Now, this has been a long time since, but I think the answer is no. If this is what you need, I think what I ended up doing was adding additional cameras to the scene with my reference photos set as background images, and those cameras had the correct focal length and location in the world relative to my model compared to the real world. I’d just have to keep selecting them and switching them to be my active camera each time I wanted to “look through them.”

Could you tell us why you want to know the additional information about the user perspective camera?

the cam loc scale are in the N panel like all other objects

you may find other parameters n properties panel

happy bl

@RickyBlender, I believe @pmoreira is asking about the view camera that the User Perspective projection uses in the 3D viewport. Not the scene camera, the view camera.

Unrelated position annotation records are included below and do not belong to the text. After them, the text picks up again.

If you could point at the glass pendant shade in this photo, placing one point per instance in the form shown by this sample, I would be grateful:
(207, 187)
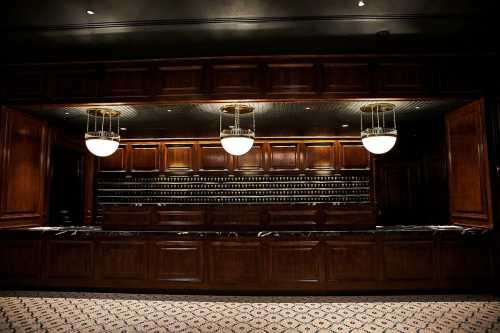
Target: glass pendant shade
(102, 137)
(380, 137)
(236, 140)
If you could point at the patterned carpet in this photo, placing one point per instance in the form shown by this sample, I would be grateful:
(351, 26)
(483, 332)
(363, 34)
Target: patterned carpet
(100, 312)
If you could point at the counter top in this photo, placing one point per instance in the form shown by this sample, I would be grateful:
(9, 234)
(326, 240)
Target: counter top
(98, 231)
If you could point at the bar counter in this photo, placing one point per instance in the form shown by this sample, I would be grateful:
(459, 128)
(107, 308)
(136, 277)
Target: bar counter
(385, 258)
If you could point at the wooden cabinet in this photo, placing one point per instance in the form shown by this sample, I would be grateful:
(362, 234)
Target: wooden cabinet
(20, 260)
(295, 262)
(409, 263)
(179, 158)
(291, 79)
(23, 171)
(70, 260)
(116, 162)
(353, 156)
(346, 79)
(236, 79)
(235, 264)
(145, 157)
(122, 261)
(180, 81)
(352, 262)
(126, 82)
(178, 262)
(468, 166)
(319, 156)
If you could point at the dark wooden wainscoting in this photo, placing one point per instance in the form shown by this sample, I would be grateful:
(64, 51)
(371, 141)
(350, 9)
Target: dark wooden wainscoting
(365, 261)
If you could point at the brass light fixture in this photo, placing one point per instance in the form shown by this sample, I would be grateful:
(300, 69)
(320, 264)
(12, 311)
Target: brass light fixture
(380, 137)
(103, 131)
(235, 139)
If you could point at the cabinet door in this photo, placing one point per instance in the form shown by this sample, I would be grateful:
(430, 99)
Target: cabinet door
(23, 149)
(353, 156)
(468, 166)
(295, 262)
(145, 157)
(178, 261)
(114, 163)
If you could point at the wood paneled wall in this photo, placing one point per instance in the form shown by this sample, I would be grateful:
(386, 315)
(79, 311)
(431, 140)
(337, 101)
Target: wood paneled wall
(279, 155)
(23, 173)
(263, 77)
(367, 262)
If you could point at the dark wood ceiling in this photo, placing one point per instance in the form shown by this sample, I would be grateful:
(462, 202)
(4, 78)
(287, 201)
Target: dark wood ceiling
(55, 30)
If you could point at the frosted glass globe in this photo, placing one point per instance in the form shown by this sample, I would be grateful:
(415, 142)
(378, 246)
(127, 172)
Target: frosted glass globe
(379, 144)
(101, 147)
(237, 145)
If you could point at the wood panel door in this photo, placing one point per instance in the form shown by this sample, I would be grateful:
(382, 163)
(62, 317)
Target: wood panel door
(23, 171)
(468, 166)
(70, 260)
(178, 262)
(353, 156)
(117, 162)
(122, 261)
(294, 262)
(145, 157)
(235, 263)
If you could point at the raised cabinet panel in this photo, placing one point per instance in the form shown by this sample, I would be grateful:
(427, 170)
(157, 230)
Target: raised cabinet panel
(179, 158)
(409, 261)
(69, 259)
(350, 217)
(284, 157)
(291, 79)
(74, 84)
(179, 217)
(293, 262)
(180, 80)
(462, 261)
(235, 79)
(253, 161)
(25, 85)
(353, 155)
(319, 156)
(346, 79)
(127, 82)
(126, 216)
(145, 157)
(178, 261)
(213, 158)
(20, 260)
(23, 168)
(289, 217)
(235, 216)
(235, 263)
(115, 162)
(398, 79)
(122, 260)
(468, 166)
(351, 262)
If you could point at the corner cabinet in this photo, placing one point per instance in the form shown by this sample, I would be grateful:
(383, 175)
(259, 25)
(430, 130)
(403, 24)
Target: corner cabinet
(468, 166)
(23, 169)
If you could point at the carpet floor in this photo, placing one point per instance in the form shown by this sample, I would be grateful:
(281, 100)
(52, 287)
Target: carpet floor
(105, 312)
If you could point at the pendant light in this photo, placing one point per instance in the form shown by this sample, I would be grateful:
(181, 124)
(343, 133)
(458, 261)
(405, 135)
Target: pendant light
(103, 131)
(237, 140)
(380, 137)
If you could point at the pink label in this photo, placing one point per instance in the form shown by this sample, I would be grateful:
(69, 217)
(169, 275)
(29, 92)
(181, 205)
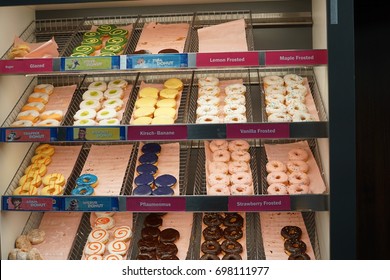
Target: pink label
(259, 203)
(258, 130)
(30, 204)
(169, 132)
(155, 204)
(227, 59)
(306, 57)
(27, 135)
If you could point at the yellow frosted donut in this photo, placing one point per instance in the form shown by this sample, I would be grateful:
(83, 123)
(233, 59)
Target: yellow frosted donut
(54, 178)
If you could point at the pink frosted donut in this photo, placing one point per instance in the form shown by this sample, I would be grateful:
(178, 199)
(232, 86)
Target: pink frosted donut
(297, 165)
(295, 189)
(238, 166)
(277, 188)
(275, 165)
(221, 155)
(240, 190)
(218, 145)
(219, 179)
(241, 178)
(241, 156)
(298, 178)
(238, 145)
(277, 177)
(298, 154)
(219, 190)
(218, 167)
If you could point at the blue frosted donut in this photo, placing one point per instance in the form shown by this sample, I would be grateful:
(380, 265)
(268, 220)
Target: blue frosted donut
(142, 190)
(151, 148)
(83, 189)
(165, 180)
(88, 179)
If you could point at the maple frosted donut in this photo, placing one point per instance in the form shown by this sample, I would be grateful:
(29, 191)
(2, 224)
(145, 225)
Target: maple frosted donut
(218, 179)
(98, 85)
(297, 165)
(221, 155)
(277, 177)
(277, 188)
(298, 178)
(298, 154)
(275, 165)
(218, 145)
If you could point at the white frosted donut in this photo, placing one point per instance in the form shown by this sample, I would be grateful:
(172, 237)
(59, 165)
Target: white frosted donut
(206, 110)
(235, 99)
(240, 190)
(113, 103)
(275, 165)
(297, 165)
(93, 104)
(275, 107)
(235, 89)
(221, 155)
(218, 167)
(234, 118)
(93, 94)
(298, 154)
(106, 113)
(273, 80)
(208, 81)
(118, 83)
(277, 177)
(295, 189)
(277, 188)
(238, 166)
(241, 178)
(234, 108)
(84, 114)
(218, 145)
(279, 117)
(240, 155)
(238, 145)
(208, 119)
(219, 190)
(208, 100)
(98, 85)
(298, 178)
(209, 90)
(113, 93)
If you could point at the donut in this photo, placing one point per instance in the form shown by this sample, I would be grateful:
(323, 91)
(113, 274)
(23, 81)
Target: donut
(297, 166)
(277, 177)
(98, 85)
(277, 188)
(275, 165)
(298, 154)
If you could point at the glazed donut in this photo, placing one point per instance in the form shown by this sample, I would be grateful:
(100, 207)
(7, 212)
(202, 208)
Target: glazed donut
(277, 188)
(275, 165)
(218, 190)
(218, 145)
(277, 177)
(298, 189)
(218, 179)
(241, 155)
(241, 178)
(221, 155)
(98, 85)
(298, 154)
(218, 167)
(297, 165)
(235, 89)
(238, 166)
(240, 190)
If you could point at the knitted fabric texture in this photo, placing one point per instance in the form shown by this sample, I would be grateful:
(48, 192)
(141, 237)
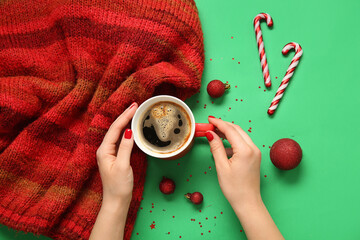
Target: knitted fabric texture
(68, 68)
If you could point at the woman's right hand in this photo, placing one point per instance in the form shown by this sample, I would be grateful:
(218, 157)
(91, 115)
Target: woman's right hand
(239, 175)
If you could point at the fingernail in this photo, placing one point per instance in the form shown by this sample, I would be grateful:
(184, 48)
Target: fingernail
(209, 136)
(133, 104)
(128, 133)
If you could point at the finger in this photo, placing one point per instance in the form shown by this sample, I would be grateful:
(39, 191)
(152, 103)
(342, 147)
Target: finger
(243, 134)
(231, 134)
(125, 148)
(217, 149)
(113, 134)
(229, 152)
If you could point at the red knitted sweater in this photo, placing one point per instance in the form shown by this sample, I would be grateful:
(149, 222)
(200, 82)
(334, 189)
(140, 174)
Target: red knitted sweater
(68, 68)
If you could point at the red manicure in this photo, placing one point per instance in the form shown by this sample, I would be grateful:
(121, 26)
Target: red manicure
(128, 133)
(133, 104)
(209, 136)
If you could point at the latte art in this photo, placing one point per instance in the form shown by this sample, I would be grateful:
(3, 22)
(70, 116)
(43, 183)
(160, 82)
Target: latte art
(165, 127)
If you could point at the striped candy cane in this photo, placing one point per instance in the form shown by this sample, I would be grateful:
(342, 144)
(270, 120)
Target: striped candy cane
(260, 43)
(288, 74)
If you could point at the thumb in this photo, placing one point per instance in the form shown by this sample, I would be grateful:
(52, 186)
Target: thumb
(217, 149)
(125, 148)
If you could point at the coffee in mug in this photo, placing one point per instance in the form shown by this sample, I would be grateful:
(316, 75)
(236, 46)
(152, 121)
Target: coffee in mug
(165, 127)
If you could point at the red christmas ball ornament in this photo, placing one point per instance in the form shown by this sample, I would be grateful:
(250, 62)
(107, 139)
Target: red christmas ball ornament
(216, 88)
(167, 186)
(286, 154)
(195, 197)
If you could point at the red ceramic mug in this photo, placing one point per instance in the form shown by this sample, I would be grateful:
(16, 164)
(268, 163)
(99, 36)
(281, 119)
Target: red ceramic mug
(196, 129)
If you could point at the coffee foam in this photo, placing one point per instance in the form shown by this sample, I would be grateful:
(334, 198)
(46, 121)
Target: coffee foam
(165, 118)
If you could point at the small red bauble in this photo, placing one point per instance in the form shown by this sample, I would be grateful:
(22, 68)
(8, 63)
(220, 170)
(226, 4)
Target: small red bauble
(216, 88)
(286, 154)
(195, 197)
(167, 186)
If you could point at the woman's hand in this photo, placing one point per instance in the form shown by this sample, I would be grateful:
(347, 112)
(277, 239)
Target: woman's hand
(113, 158)
(239, 176)
(239, 179)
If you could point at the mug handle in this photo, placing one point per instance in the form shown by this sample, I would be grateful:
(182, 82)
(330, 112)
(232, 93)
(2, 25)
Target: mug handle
(202, 128)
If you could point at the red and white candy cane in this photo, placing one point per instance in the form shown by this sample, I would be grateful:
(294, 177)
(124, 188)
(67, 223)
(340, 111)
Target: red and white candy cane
(260, 43)
(288, 74)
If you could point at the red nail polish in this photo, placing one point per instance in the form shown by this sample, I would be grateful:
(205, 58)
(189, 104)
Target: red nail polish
(128, 133)
(209, 136)
(133, 104)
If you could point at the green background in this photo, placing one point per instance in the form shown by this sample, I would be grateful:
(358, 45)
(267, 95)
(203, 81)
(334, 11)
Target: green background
(317, 200)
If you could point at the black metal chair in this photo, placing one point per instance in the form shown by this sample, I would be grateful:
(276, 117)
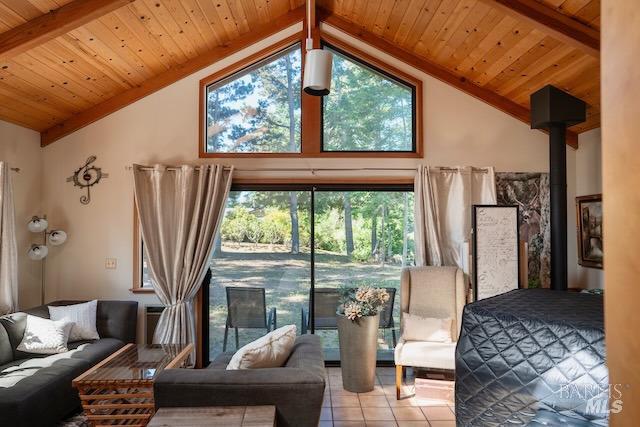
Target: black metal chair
(247, 309)
(386, 315)
(326, 301)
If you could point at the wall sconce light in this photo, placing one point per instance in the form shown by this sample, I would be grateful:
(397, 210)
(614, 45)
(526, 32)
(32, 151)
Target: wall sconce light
(39, 252)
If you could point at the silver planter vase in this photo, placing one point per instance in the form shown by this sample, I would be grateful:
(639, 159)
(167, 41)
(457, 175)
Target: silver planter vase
(358, 352)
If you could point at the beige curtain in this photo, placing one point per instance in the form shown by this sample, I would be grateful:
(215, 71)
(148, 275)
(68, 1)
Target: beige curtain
(8, 245)
(443, 202)
(180, 210)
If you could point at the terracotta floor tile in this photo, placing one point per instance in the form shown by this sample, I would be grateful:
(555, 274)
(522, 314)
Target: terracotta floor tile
(406, 401)
(349, 424)
(442, 423)
(378, 390)
(342, 401)
(438, 413)
(413, 424)
(408, 414)
(378, 414)
(381, 424)
(325, 415)
(347, 414)
(374, 401)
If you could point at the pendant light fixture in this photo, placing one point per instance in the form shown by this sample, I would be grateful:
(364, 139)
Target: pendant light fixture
(317, 63)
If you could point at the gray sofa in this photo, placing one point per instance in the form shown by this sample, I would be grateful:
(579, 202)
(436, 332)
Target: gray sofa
(36, 390)
(296, 389)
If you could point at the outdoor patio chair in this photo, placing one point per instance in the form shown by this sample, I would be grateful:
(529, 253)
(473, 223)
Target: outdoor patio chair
(326, 301)
(247, 309)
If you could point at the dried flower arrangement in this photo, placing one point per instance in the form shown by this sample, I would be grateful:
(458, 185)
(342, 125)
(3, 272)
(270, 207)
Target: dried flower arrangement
(362, 301)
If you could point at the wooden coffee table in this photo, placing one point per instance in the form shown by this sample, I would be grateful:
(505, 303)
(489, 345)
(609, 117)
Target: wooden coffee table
(119, 390)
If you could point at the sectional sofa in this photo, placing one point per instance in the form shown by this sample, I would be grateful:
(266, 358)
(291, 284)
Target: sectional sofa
(36, 390)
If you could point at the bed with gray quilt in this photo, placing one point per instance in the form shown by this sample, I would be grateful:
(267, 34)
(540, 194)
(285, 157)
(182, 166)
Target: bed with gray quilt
(532, 357)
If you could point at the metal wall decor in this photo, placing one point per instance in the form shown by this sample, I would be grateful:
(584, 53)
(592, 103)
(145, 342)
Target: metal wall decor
(86, 176)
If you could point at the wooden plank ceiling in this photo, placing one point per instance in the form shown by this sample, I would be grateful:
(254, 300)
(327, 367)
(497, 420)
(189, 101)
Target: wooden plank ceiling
(71, 67)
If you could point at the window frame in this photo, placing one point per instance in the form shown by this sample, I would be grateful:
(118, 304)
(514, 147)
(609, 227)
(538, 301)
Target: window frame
(368, 65)
(311, 106)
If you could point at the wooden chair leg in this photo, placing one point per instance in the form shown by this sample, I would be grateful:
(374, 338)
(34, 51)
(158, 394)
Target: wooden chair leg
(399, 373)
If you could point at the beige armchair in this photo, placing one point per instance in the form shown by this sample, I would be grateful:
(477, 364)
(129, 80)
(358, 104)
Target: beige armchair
(438, 292)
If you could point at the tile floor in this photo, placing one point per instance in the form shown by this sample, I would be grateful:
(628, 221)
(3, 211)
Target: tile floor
(379, 408)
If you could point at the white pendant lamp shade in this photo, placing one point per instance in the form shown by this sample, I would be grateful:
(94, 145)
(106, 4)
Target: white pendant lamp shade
(38, 252)
(317, 72)
(37, 225)
(57, 237)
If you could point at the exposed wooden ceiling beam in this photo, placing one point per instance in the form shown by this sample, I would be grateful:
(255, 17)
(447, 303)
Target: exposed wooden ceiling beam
(168, 77)
(488, 96)
(552, 22)
(54, 24)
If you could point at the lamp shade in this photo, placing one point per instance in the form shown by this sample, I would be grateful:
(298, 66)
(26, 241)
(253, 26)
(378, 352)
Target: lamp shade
(38, 252)
(37, 225)
(57, 237)
(317, 72)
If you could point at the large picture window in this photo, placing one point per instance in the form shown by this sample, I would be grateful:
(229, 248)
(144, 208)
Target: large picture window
(257, 109)
(367, 109)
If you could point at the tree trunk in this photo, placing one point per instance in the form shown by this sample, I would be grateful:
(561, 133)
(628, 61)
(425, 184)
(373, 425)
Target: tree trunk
(383, 242)
(293, 197)
(374, 234)
(217, 244)
(293, 212)
(348, 226)
(405, 232)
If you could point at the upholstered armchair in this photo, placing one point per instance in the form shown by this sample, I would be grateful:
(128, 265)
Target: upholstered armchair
(436, 292)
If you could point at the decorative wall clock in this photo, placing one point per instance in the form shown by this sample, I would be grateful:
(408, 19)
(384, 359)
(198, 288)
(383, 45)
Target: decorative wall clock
(86, 176)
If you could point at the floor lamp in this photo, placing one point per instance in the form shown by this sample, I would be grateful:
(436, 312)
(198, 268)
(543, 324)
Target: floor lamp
(39, 252)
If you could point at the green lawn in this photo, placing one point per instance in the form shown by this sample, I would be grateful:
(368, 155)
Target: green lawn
(285, 278)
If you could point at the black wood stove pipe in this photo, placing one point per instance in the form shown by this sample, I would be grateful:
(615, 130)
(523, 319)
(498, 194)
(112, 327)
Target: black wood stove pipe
(555, 110)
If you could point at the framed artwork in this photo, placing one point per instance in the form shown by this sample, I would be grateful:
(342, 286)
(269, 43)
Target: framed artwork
(496, 259)
(589, 221)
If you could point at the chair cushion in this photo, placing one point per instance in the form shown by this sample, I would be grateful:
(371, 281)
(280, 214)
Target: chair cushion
(269, 351)
(424, 354)
(418, 328)
(6, 351)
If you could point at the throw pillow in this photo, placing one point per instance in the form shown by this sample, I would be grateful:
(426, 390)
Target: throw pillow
(83, 317)
(269, 351)
(44, 336)
(416, 328)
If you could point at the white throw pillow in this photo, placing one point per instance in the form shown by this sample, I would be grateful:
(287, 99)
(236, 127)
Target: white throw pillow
(416, 328)
(83, 317)
(44, 336)
(269, 351)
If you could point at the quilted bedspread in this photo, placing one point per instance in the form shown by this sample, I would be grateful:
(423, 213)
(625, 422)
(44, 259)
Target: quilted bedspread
(532, 357)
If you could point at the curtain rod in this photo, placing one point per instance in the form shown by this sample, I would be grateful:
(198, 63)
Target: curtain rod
(313, 170)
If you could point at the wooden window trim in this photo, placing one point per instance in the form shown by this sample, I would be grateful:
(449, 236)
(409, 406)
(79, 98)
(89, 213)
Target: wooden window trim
(311, 106)
(137, 287)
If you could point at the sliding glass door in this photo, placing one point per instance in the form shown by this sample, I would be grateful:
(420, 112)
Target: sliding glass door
(280, 246)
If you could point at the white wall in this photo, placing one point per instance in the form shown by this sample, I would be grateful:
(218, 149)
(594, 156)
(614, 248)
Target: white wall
(588, 181)
(163, 127)
(20, 147)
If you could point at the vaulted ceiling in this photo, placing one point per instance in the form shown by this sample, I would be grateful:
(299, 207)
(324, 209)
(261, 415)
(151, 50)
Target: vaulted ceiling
(67, 63)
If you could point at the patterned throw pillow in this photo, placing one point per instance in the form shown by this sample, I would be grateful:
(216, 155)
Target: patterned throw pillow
(83, 317)
(44, 336)
(269, 351)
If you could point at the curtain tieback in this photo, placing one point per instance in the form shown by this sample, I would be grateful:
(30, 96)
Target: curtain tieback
(176, 304)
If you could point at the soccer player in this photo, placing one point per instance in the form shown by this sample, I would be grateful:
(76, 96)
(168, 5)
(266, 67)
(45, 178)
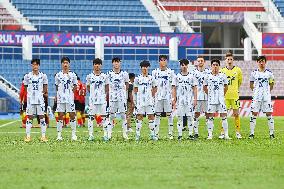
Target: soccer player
(186, 96)
(200, 73)
(235, 78)
(79, 100)
(36, 85)
(118, 87)
(216, 86)
(23, 103)
(144, 93)
(261, 83)
(97, 86)
(65, 83)
(130, 101)
(164, 77)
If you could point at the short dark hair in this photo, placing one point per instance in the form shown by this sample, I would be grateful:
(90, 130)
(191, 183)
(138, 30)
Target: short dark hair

not certain what this is then!
can you elaborate on what this “User Perspective” camera is ?

how do you get that user perspective camera ?

you mean the viewport render camera OpenGL !
if it is that then there is not much parameters for this !
see this thread here

thanks
happy bl

@Hunkadoodle @RickyBlender thanks for your replys, I appreciate the support.

Just to get which camera is which out of the way…as it shows int he actual viewport overlays, the name of camera or view I’m referring to is actually called “User Perspective” as show here with Suzanne looking screenLeft …

…not the scene or render camera as show here with Suzanne looking screenRight

I was hoping to have access to Users Perspective camera, and it seems after looking at your linked thread @Hunkadoodle, that this is NOT accessible… which is rather odd, when you have access to its clipping start/end and focal length, but not its location/rotations? does anyone know why this is?

The “scene” or “render” camera surves a very different purpose and I’m rather suprised we dont have the ability to access that cameras coordinates. I’m not trying to change Blender here, just trying to understand it a bit better, though it seems something rather trivial to have access to.

the loc rot is whatever you set the viewport manually
depends on zoom and where you are looking in viewport

happy bl

I’m there with you, @pmoreira. Sometimes I want to know why something is the way it is even if it’s been that way for decades, and I don’t like the answer “because it’s always been that way.”

But it isn’t all that odd. Setting a focal length manually with a numerical value is useful to users when they want to match a real-world lens’s focal length. Adjusting the clip start and end is useful to artists who want to be specific about the amount of their scene that their camera perspective displays while editing. The exact X, Y, Z coordinates are not as important as the average user is going to navigate the User Perspective view to whatever location in 3D space best allows them to see and edit meshes, objects, materials, etc. without manually having to type in numerical values.

The real answer to your question (and hopefully I’m not stepping on any developer’s toes) is that having that information available to the user would not serve any meaningful or useful purpose [that any developer or user has been able to come up with up to this point].

But again, if you could tell us why you want to know that information or why you think it might be helpful to a user, that can illuminate what you actually want to achieve so we can tell you whether or not there is a way to do it in Blender.